Geometric significance of map, quaternions.

Question

Let $u, v, w \in \mathbb{R}^3$ be a triple of vectors which form an orthonormal basis in $\mathbb{R}^3$ (with the standard orientation). Identify $u, v, w$ with quaternions in the $\mathbb{R}$-linear span of the elements $\{i, j, k\}$ (call such a span $\mathbb{V}$) and, given an angle $0 \le \theta \le \pi$, put $q := \cos \theta + u \sin \theta \in \mathbb{H}$. My question is, what is the geometric significance of the linear map$$\text{Ad}\,q: \mathbb{V} \to \mathbb{V},\,x \mapsto qxq^{-1}?$$Thanks in advance.

Answer 1

Use the standard $\Bbb R$-basis $\{1,{\bf i},{\bf j},{\bf k}\}$ for $\Bbb H$ and equip it with the Euclidean inner product. The pure imaginary quaternions are then the orthogonal complement of the reals, $\Bbb R^\perp$. Because $\Bbb H$ is normed and satisfies $\|{\bf ab}\|=\|{\bf a}\|\|{\bf b}\|$ for all ${\bf a},{\bf b}\in\Bbb H$, multiplication by a unit quaternion ($\|{\bf q}\|=1$) is an isometry of $\Bbb H$. (Both left and right multiplication, which are distinct maps.) As such, conjugation by the quaternion $\bf q$ is also an isometry.

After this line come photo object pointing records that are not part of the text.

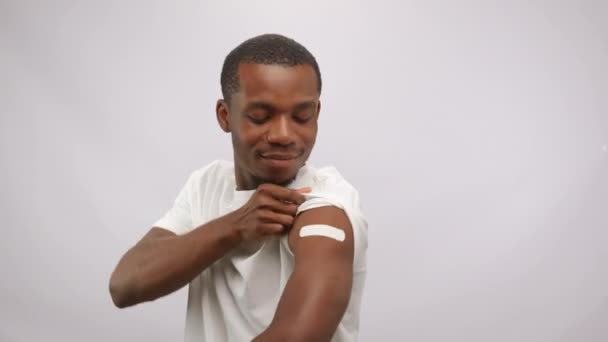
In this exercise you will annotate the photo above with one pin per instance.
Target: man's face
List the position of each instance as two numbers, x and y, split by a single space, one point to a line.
273 122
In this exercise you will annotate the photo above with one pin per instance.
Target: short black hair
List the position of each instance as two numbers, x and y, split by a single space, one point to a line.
269 49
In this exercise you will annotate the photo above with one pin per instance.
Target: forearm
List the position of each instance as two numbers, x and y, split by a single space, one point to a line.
157 267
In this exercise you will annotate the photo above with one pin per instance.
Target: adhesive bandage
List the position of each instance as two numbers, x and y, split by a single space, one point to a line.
322 230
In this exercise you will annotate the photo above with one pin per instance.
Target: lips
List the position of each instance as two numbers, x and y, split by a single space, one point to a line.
279 156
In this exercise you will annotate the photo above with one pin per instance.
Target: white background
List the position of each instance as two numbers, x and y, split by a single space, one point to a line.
476 132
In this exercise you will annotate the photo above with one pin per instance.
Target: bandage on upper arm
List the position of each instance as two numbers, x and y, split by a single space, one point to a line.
322 230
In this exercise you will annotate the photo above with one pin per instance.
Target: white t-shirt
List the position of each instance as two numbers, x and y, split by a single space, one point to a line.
235 299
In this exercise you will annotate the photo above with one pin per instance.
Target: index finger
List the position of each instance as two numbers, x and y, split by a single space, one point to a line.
284 194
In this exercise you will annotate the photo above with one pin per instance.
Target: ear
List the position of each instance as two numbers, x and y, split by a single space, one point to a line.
223 115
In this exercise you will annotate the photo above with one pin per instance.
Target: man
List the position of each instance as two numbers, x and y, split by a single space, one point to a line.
272 249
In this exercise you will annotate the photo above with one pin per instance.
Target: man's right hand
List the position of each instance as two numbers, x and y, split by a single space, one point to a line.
271 210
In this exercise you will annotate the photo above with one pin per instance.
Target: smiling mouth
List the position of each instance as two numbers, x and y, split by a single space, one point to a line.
277 156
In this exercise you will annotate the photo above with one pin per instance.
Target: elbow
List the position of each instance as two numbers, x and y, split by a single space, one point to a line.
122 294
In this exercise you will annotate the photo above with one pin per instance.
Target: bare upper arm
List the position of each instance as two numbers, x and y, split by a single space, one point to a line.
156 233
318 291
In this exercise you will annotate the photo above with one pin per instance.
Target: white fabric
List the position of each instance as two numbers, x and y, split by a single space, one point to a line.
235 299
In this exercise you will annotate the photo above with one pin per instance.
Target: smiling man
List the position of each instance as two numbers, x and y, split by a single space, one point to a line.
272 249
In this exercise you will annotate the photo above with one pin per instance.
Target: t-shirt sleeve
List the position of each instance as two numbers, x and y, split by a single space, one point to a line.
179 218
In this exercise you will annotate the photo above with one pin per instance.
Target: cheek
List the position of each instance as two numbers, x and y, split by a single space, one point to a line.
248 135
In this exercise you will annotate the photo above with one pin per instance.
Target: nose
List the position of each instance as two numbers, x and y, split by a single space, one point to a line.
279 131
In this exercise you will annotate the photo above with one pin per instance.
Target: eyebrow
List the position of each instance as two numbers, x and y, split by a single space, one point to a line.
269 107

Every unit quaternion ${\bf q}$ is expressible as ${\bf q}=\cos\theta+{\bf u}\sin\theta$. Denote $\varphi_{\bf q}({\bf x})={\bf qxq}^{-1}$. One easily observes $\bf u$ is a fixed point of $\varphi_{\bf q}$, and as $\varphi_{\bf q}$ is $\Bbb R$-linear it fixes the line $\Bbb R{\bf u}$ pointwise. Since it's an isometry, it must be a rotation about the axis $\Bbb R{\bf u}$, but by what angle? Pick a basis $\{{\bf u},{\bf v}\}$ for $\Bbb R{\bf u}$'s orthogonal complement in $\Bbb R^\perp$, so that the ordered orthonormal basis $\{{\bf u},{\bf v},{\bf w}\}$ has the same orientation as $\{{\bf i},{\bf j},{\bf k}\}$. In particular, it has the same multiplication table, a fact that follows by applying the formula ${\bf ab}=-{\bf a}\cdot{\bf b}+{\bf a}\times{\bf b}$ for pure imaginary quaternions. Compute

$$\begin{array}{ll} \varphi_{\bf q}({\bf v}) & =(\cos\theta+{\bf u}\sin\theta){\bf v}(\cos\theta-{\bf u}\sin\theta) \\ & = ({\bf v}\cos\theta+{\bf w}\sin\theta)(\cos\theta-{\bf u}\sin\theta) \\ & = {\bf v}(\cos^2\theta-\sin^2\theta)+{\bf w}(2\cos\theta\sin\theta) \\ & = {\bf v}\cos(2\theta)+{\bf w}\sin(2\theta) \end{array} $$

by the double-angle formulas. Therefore, $\varphi_{\bf q}$ is a rotation in $\Bbb R^\perp$ around $\bf u$ by an angle of $2\theta$ according to the right-hand rule.